We have a section of our website that covers mental health

Need a safe space to talk?

Pinpoint offers regular Tii Hubs where you can drop in for a chat with other parent carers and have help towards services which may help you and your child.

Contact provide direct advice and support services to parent carers. Free Helpline is open Monday to Friday between 9.30am and 5.00pm: 0808 808 3555

Parent to Parent line on 0808 800 4106 Challenging Behaviour Foundation 

Caring Together have a chat line available to carers.

Action for Children offer a support line too.

Need a break?

Our section on short breaks has lots of information on how these work and how to access them.

Other useful resources – websites

Practical advice from Contact

UK Charity Contact has a new booklet Understanding Your Child’s Behaviour.

Information includes:

  • Why children behave in different ways
  • How to set the scene for good behaviour, recognising triggers and finding strategies.
  • Managing specific issues, like tantrums or biting.
  • Looking after yourself – people and organisations who can support you and your family.
  •  Puberty and the teenage years, plus much more.
Download the guide for free

Useful contacts

Family Support Workers at Challenging Behaviour Foundation

  • Email: support@thecbf.org.uk
  • Phone: 0300 666 0126 Monday – Thursday: 9am – 5pm and Friday: 9am – 3pm

The CBF Family Support Team provides free information about challenging behaviour to anyone who provides unpaid support to someone with a severe learning disability. And can also signpost you to other specialist organisations and sources of information.

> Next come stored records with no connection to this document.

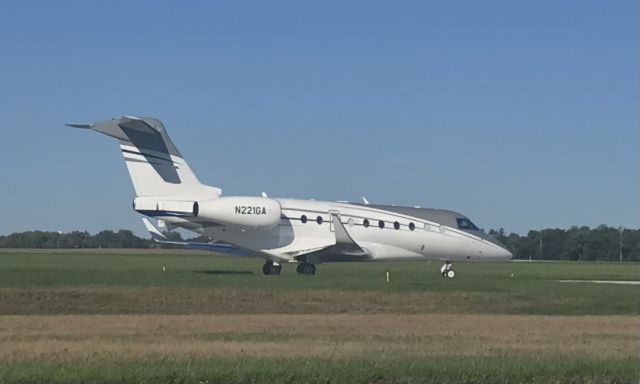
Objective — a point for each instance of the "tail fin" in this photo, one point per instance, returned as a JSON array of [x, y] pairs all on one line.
[[155, 165]]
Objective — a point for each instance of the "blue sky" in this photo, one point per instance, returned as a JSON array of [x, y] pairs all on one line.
[[520, 114]]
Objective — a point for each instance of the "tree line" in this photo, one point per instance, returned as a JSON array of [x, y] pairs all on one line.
[[576, 243]]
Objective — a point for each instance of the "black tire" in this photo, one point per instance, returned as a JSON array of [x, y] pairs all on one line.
[[309, 269]]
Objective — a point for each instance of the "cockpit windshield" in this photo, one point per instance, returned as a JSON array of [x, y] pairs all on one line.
[[466, 224]]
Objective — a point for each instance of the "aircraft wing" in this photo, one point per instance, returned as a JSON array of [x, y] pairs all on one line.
[[228, 249], [345, 248]]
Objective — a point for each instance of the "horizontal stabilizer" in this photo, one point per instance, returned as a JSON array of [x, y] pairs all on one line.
[[83, 126], [227, 249]]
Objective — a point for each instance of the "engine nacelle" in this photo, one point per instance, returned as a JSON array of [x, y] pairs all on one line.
[[246, 212]]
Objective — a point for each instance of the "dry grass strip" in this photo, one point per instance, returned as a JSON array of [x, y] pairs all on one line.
[[323, 335]]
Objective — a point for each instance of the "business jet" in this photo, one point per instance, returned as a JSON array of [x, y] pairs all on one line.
[[281, 231]]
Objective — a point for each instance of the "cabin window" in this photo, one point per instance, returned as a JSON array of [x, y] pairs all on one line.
[[466, 224]]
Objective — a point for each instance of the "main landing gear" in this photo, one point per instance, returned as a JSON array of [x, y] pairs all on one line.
[[447, 271], [306, 269], [270, 268]]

You can book a call with a Family Support Worker for information and support about the needs of your family member with a severe learning disability: you will receive a call lasting up to 45 minutes at an agreed time. Support is confidential.

Recommended by parents ...

Paving the Way is a project set up by the Challenging Behaviour Foundation(CBF) and the Council for Disabled Children(CDC).

The aim is to see better outcomes and a better quality of life for children with learning disabilities whose behaviour challenges.

Also known as The Early Intervention Project, it’s been funded by the Department of Health through the Innovation, Excellence and Strategic Development Fund from 2013-16.

The project is being managed in partnership by the Challenging Behaviour Foundation (CBF) and the Council for Disabled Children (CDC). The project works in partnership with family carers ,

children and young people, professionals, commissioners and academic experts.